Updated on 2024-10-29 GMT+08:00

Creating a Custom Training Image

If you have developed a model or training script locally but the AI engine you used is not supported by ModelArts, create a custom image and upload it to SWR. Then, use this image to create a training job on ModelArts and use the resources provided by ModelArts to train models.

Procedure

Figure 1 Creating a custom image for a training job

Scenario 1: If the preset images meet ModelArts training constraints but lack necessary code dependencies, install additional software packages.

For details, see Creating a Custom Training Image Using a Preset Image.

Scenario 2: If the local images meet code dependency requirements but not ModelArts training constraints, adapt them to ModelArts.

For details, see Migrating Existing Images to ModelArts.

Scenario 3: If neither the preset nor local images meet your needs, create an image that has necessary code dependencies and meet ModelArts constraints. For details, see the following cases:

Creating a Custom Training Image (PyTorch + CPU/GPU)

Creating a Custom Training Image (MPI + CPU/GPU)

Creating a Custom Training Image (Tensorflow + GPU)

Constraints on Custom Images of the Training Framework

  • Use Ubuntu 18.04 for custom images to in case versions are not compatible.
  • Do not use a custom image larger than 15 GB. The size should not exceed half of the container engine space of the resource pool. Otherwise, the start time of the training job is affected.

    The container engine space of ModelArts public resource pool is 50 GB. By default, the container engine space of the dedicated resource pool is also 50 GB. You can customize the container engine space when creating a dedicated resource pool.

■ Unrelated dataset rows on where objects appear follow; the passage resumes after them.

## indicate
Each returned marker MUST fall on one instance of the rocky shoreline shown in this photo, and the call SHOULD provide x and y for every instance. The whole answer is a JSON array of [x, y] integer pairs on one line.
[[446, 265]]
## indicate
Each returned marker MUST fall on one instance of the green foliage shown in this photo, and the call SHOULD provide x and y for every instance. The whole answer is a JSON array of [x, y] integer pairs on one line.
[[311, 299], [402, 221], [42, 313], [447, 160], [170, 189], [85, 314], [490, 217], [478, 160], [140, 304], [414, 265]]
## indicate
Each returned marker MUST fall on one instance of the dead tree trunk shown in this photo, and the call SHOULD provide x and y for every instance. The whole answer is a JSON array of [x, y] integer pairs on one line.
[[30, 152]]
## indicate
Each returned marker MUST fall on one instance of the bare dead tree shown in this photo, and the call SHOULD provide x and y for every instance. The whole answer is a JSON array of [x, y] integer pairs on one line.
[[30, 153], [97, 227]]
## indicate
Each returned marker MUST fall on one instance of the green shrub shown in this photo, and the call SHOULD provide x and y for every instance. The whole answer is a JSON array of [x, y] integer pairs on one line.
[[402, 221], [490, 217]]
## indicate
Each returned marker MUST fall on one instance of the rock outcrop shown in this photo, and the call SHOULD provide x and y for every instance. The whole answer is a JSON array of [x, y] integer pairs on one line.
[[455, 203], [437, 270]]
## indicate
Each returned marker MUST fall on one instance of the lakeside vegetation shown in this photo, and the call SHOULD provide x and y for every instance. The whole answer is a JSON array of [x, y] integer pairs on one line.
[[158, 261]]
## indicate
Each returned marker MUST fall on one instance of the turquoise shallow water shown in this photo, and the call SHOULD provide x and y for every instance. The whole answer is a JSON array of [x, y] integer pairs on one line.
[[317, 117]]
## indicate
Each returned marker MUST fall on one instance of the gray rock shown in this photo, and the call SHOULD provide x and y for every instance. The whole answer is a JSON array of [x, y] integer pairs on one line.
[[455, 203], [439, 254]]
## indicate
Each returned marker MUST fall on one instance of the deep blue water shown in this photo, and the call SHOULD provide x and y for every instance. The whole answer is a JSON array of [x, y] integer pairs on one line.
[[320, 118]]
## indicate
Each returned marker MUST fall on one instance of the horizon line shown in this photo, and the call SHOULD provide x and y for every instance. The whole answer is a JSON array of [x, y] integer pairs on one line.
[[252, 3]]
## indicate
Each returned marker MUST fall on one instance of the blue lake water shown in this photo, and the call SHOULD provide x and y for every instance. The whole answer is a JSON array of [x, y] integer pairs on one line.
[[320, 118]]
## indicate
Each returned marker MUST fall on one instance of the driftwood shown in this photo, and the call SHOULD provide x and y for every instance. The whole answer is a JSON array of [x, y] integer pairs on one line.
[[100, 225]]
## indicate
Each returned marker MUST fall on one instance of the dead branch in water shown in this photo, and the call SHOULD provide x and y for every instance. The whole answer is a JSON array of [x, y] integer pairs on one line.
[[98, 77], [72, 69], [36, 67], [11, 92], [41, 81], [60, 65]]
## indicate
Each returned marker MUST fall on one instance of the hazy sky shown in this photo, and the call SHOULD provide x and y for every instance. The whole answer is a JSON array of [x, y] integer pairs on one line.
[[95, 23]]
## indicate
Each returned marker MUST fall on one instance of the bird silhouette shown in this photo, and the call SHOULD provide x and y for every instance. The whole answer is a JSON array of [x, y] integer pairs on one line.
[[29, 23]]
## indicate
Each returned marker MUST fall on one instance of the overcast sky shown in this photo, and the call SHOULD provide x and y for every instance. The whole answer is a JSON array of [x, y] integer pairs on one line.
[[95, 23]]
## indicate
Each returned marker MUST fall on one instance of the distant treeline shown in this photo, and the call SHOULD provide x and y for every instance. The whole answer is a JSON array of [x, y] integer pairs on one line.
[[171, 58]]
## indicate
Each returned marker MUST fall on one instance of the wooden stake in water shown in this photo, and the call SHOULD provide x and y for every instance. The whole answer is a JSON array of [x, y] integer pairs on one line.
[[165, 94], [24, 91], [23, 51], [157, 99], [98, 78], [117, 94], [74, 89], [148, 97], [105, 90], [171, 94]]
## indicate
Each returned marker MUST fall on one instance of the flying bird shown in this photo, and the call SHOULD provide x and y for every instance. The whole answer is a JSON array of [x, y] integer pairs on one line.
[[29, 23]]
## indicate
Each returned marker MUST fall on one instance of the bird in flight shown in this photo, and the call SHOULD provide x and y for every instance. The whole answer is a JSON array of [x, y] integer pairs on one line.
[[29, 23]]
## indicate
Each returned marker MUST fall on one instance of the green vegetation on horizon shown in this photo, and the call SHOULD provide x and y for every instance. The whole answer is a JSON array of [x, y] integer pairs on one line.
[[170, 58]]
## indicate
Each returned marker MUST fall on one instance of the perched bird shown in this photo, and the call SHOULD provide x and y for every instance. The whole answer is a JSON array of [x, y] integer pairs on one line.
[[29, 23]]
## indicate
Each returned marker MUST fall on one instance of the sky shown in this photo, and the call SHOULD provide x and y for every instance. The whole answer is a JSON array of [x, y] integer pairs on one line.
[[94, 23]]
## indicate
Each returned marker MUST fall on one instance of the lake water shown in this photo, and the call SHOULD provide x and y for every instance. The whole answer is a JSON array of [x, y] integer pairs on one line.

  • The uid of the default user of a custom image must be 1000.
  • The GPU or Ascend driver cannot be installed in a custom image. When you select GPU resources to run training jobs, ModelArts automatically places the GPU driver in the /usr/local/nvidia directory in the training environment. When you select Ascend resources to run training jobs, ModelArts automatically places the Ascend driver in the /usr/local/Ascend/driver directory.
  • x86- or Arm-based custom images can run only with specifications corresponding to their architecture.
    Run the following command to check the CPU architecture of a custom image:
    docker inspect {Custom image path} | grep Architecture
    The following is the command output for an Arm-based custom image:
    "Architecture": "arm64"
    • If the name of a specification contains Arm, this specification is an Arm-based CPU architecture.
    • If the name of a specification does not contain Arm, this specification is an x86-based CPU architecture.
  • The ModelArts backend does not support the download of open source installation packages. Install the dependency packages required for training in the custom image.
  • Custom images can be used to train models in ModelArts only after they are uploaded to Software Repository for Container (SWR).